Guatemalan law allows firearm possession on shall-issue basis as a constitutional right. With approximately 12 civilian firearms per 100 people, Guatemala is the 70th most armed country in the world.

== Constitution ==
Guatemalan constitution protects right to own guns for home-defense:

The right to own weapons for personal use, not prohibited by the law, in the place of in habitation, is recognized. There will not be an obligation to hand them over, except in cases ordered by a competent judge.

== Law ==
Current law regarding firearm possession was passed in 2009.
=== Permitted types of firearms===
Law allows civilians to own following types of firearms:
- Semi automatic pistols and revolvers of any calibre;
- Shotguns with barrel of length up to 24 inches;
- Mechanical and semi-automatic rifles.

=== Firearm registration ===
Simple possession requires registration of gun.
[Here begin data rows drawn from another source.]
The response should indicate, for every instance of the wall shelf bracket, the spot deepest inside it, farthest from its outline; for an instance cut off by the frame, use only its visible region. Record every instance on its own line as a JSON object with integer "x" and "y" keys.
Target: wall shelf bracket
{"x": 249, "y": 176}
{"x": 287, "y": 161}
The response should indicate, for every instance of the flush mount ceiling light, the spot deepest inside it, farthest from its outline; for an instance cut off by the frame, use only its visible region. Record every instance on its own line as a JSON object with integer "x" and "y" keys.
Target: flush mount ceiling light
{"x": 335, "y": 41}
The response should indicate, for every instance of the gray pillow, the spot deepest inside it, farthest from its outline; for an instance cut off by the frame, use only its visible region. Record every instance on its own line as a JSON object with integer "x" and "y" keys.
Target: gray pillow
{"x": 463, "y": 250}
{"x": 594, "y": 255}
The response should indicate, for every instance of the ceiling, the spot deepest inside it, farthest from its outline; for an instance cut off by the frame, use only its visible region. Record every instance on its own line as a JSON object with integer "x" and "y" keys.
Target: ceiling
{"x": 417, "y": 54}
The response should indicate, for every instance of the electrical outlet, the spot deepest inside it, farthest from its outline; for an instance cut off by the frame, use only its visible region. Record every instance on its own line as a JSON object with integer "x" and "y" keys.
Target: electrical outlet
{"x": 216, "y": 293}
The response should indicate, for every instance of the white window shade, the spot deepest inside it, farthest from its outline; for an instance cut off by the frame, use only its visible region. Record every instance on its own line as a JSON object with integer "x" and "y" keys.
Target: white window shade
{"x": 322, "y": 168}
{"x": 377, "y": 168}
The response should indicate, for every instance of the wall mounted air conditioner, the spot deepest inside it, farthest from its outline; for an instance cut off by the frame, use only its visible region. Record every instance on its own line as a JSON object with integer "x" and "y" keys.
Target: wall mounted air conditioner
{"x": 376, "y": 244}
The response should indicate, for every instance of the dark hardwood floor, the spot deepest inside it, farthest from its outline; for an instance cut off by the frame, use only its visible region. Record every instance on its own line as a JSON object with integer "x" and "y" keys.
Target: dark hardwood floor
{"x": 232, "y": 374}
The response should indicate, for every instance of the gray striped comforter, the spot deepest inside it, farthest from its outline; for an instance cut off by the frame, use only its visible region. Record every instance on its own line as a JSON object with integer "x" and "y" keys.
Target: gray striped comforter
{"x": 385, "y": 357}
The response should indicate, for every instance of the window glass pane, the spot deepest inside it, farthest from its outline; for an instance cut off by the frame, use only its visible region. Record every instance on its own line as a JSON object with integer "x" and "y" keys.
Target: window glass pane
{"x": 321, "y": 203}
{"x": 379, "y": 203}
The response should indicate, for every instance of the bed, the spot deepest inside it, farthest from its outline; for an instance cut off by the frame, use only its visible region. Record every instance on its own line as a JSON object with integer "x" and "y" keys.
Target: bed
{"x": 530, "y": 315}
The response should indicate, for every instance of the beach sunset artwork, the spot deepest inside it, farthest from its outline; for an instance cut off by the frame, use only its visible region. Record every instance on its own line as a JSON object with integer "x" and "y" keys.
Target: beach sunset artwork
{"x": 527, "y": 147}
Application for register must include:
- Certification proving ownership and legal acquisition of the firearm;
- Certification of lack of a criminal and police record in force (6 months of validity);
- Identity document;
- 4x4 photography on matte paper;
- Receipt of payment of all necessary fees;
- Presentation of firearm.
Guatemalans are allowed possess any number of firearms.

=== Carrying firearms ===
Rules regarding carrying firearms are more strict with additional permit required and minimum age being 25 years. Only about 10% of legal guns can be carried in public places.

== Firearm possession ==
Currently there are 547,000 registered firearms in Guatemala (or 3 per 100 people). 60,658 people have license to carry them.